Removing duplicate records from a table in SQL server

Sometimes as a SQL developer, you might find a need to detect and remove duplicate records from a table. Duplicates often occur due to improper database design. There are quite a few methods of eliminating duplicate records. The method you decide to use typically would depend on the situation you are faced with. In this article, I will share two methods of removing duplicate records. The first method involves removing duplicate records from a table without a UniqueID while the second method involves removing duplicate records from a table with a UniqueID.

Method One: Removing Duplicates from a table without a UniqueID

This approach is typically suitable for not too large datasets and where database space is not a concern as it involves moving the distinct records into a temporary table, truncating the original table, and then moving the records from the temporary table back into the original table. Before we continue, let’s create our sample dataset:

 CREATE TABLE [dbo].[Employee](
 [FirstName] [varchar](20) NULL,
 [LastName] [varchar](20) NULL,
 [BirthDate] [date] NULL
) ON [PRIMARY]
GO

INSERT [dbo].[Employee] ([FirstName], [LastName], [BirthDate])
VALUES 
(N'John', N'Brown', '1960-01-01'),
(N'Pete', N'Dawn', '1965-12-03'),
(N'Amanda', N'Lopez', '1980-06-01'),
(N'Adam', N'Smith', '1971-02-26'),
(N'Taylor', N'Ramsey', '1984-03-01'),
(N'John', N'Brown', '1960-01-01'),
(N'Pete', N'Dawn', '1965-12-03'),
(N'Amanda', N'Lopez', '1980-06-01'),
(N'Adam', N'Smith', '1971-02-26'),
(N'Taylor', N'Ramsey', '1984-03-01'),
(N'John', N'Brown', '1960-01-01'),
(N'Pete', N'Dawn', '1965-12-03')

Taking a closer look at the table below, you will realize there are some duplicate records. For example, employee John Brown appears three times in the table.

Steps

1. Select DISTINCT records into temporary table.

SELECT DISTINCT [FirstName], [LastName], [BirthDate]
INTO #Employee

2. TRUNCATE original table

 
TRUNCATE TABLE dbo.Employee

3. Reinsert the records from the temporary table into the original table

INSERT INTO dbo.Employee
SELECT * FROM #Employee

4. Now, you can check the original table to verify that the duplicate records are gone.

SELECT * FROM dbo.Employee

You will notice that in our original dataset, we had 12 rows of data, this has been reduced to just 5 rows because we have been able to remove the duplicate records.

The above method is typically suitable for not too large dataset and where space is not much of a concern. You can also replace the temporary table with a permanent table to reduce the risk of losing all the data if you close out of the session.

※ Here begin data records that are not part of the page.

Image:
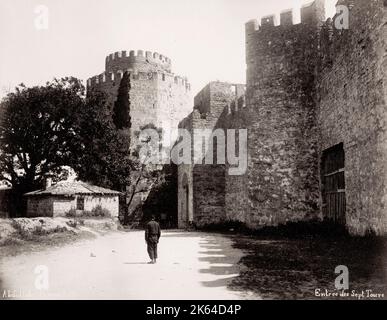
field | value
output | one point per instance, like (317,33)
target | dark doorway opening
(333,184)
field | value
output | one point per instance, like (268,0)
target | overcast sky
(204,38)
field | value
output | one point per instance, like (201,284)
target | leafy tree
(121,110)
(39,132)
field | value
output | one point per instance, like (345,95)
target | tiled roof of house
(73,188)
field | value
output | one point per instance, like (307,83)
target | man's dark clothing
(152,237)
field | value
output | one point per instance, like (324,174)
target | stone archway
(185,208)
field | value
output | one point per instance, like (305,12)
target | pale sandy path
(191,266)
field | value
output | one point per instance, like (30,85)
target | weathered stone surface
(310,87)
(157,96)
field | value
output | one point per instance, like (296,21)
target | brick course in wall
(309,87)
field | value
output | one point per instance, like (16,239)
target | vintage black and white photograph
(184,150)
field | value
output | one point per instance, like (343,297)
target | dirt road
(114,266)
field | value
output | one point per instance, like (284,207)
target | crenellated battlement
(115,77)
(312,13)
(137,59)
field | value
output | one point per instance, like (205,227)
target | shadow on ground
(295,268)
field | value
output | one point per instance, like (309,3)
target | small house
(68,198)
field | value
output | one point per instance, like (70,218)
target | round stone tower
(157,96)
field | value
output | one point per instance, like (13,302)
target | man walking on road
(152,237)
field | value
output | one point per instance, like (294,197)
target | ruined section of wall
(185,184)
(207,181)
(352,110)
(283,179)
(236,208)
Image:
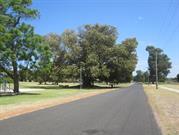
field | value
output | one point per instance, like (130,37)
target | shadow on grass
(9,94)
(71,87)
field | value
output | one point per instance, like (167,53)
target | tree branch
(7,72)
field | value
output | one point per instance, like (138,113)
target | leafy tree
(58,56)
(44,64)
(163,64)
(94,41)
(18,43)
(139,76)
(93,49)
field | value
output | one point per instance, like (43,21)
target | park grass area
(44,96)
(49,92)
(165,105)
(30,97)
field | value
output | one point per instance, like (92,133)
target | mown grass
(49,91)
(39,95)
(165,105)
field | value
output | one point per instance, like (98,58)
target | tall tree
(19,41)
(177,77)
(163,64)
(93,50)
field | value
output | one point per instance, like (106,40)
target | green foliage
(93,48)
(177,77)
(18,42)
(163,64)
(141,76)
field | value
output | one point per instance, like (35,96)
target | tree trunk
(16,78)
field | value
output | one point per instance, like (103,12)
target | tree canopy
(17,39)
(163,63)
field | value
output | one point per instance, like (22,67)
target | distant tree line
(92,50)
(163,66)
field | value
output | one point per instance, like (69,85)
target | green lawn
(48,92)
(38,96)
(171,85)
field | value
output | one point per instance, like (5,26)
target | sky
(152,22)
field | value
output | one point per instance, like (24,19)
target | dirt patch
(15,110)
(165,105)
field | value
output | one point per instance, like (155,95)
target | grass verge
(165,105)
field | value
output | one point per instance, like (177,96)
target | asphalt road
(121,112)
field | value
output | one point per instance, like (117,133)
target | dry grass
(165,105)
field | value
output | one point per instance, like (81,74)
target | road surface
(120,112)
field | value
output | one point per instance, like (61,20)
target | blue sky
(152,22)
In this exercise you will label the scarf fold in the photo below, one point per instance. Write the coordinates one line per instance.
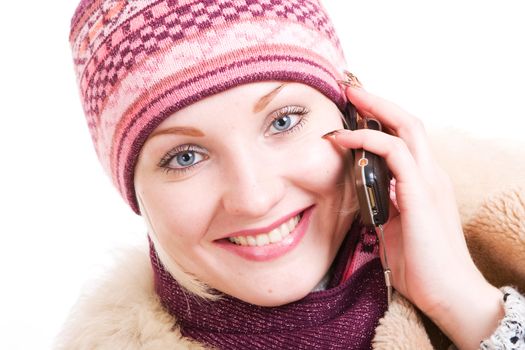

Method Two: Removing duplicates from a table with a UniqueID

This approach is my most preferred since most tables will contain some kind of uniqueID anyways. To demonstrate this method, I will be recreating the employee table (feel free to drop or rename the table we created in the first step). In this new table we’ll be creating, we’ll add an identity column, which will serve as our uniqueID.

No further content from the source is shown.